No more clients died since I was last here. That I know of, anyway. Takes some time, sometimes; as Johnny Carson once observed, after you die, your fingernails continue to grow but your phone calls taper off.

Midweek, the calendar turned to December, and I greeted it with my usual incantation:




Labrat labrat labrat!

December also brought a coda of sorts to the memories I shared of last time of John Lennon's passing, which we will remember next week:

I’ve heard the story many times about Howard Cosell announcing the legendary Beatle's death on Monday Night Football. I’ve also heard the story many times about U2 making its first Buffalo appearance at a small club in Clarence, opening for legendary local bar band Talas. (This was their first US tour, the same one where a future Rochester client of mine threw them out of his bar before their set.) I did NOT realize, until just now, that these events were on the same night.

There's been a lot of talk around here about the MNF connection to Lennon's murder. The Bills were not in that game, but we’re hosting a Monday night game next week against New England, which was one of the participants. A guy called into a local sports talk show the other day to mention the MNF role in reporting the news. They also talked about the U2 tie-in, and how that band always plays some Beatles music at their stadium shows here to honor that connection. He learned of the murder on the radio while sitting in his car outside the Clarence club where U2 was playing that night, being too young to be admitted.

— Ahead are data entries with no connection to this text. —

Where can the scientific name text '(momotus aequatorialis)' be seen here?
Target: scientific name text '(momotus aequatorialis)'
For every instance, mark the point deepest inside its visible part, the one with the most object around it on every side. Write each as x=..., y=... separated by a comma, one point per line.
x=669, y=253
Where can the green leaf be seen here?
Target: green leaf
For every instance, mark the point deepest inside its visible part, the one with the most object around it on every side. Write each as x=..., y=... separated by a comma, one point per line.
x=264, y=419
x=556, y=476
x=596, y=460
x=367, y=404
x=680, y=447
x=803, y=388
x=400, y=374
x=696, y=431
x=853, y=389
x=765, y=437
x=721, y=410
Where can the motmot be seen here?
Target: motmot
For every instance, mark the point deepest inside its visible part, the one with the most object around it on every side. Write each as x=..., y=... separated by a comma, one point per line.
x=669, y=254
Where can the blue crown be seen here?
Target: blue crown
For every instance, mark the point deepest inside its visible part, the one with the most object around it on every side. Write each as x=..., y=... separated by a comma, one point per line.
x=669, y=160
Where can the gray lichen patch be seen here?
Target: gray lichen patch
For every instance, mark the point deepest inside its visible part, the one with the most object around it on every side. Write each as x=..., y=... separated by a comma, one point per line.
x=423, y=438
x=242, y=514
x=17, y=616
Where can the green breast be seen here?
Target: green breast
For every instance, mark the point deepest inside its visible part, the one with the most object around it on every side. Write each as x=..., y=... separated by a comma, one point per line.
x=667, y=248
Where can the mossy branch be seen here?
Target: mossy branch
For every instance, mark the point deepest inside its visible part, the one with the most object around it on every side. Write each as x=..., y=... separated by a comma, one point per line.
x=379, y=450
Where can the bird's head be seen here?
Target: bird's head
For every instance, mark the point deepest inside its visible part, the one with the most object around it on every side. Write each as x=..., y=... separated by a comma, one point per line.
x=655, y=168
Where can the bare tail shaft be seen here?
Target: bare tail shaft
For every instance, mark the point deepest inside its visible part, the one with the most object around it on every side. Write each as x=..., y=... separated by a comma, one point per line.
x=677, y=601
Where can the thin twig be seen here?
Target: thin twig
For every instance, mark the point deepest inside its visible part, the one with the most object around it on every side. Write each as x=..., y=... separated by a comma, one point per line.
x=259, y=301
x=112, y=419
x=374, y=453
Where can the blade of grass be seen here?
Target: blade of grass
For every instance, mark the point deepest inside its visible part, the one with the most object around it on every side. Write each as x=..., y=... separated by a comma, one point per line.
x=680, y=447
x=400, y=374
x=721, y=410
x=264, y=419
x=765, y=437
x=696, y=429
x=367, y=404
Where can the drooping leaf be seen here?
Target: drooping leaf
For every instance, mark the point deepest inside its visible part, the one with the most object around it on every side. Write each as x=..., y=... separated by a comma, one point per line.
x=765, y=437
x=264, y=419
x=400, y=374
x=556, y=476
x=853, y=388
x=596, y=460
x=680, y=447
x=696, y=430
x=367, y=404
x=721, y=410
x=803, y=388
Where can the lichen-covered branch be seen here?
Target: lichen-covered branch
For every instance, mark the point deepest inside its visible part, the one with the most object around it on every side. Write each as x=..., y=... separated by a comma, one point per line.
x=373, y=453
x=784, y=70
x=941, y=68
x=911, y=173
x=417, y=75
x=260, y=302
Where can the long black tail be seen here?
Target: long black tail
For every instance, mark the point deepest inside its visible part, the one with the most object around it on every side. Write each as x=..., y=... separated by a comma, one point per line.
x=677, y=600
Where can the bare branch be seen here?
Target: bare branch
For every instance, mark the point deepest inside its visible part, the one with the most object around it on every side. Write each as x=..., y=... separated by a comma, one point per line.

But the caller also mentioned that, a few years ago, he wrote and directed a film about the incident, from the POV of the killer (still in residence in adjacent Orleans County at last report) and tied to his defense, at his murder trial, that he was somehow inspired by Catcher in the Rye.  The filmmakers never got clearances on any of the Beatle music or broadcasts in the film, so it remains something of a hidden gem, but it occasionally gets screened as parts of historical film presentations locally, including this one from 2018:



Yet another bar-owning friend of mine is running a Christmas music film series this month, and I'm trying to arrange a screening of it there.

----

The workweek was relatively quiet in terms of appointments, but got plenty busy the past couple. A long-pending case looks ready to fire into the world, a new collection came in against a joint down the road from where Eleanor lived when I met her, and then yesterday came another wacky referral. I haven't decided to take it, and I can't share details, but it's got everything: arson, family feuds, shotguns, frauds upon a court, and a treasure trove of memes.

I came home last night to find five new DVDs, four from the library, and Eleanor in a bit of a state.  We spent most of Thursday on a whirlwind of errands, including her getting her post-cataract eye checkup (she's actually better than last time, and I go in for my first pre-cataract exam next week), picking up my newly-tired and inspected car, and having a repair guy fix the recurring leakage problem in our fridge. More importantly, he showed Eleanor how to do it; apparently it's a problem with a plugged up pipe, caused, surprise surprise, by accumulated pet hair. She now knows where it is and how to remove, clean and replace it.  But last night was about what she couldn't do: she installed our outdoor landscape lights close to 20 years ago while she was working professionally to do it at other homes. A few fixtures needed updating, and it wasn't that she didn't know how or couldn't handle the work. The replacement parts simply were not available. As in, likely, ever; so, not supply chain but forced redundancy.  She got pretty down about it, but is taking a break to figure out options for regrouping.

After that, we needed something, um, light- so we went with this:



It stars Aubrey Plaza from the Parks and Rec series and a range of other comic actors from sitcoms to standup.  It goes relatively easy on the "undead" tropes but when it uses them, it does so well; you will never look at your kitchen stove quite the same way again.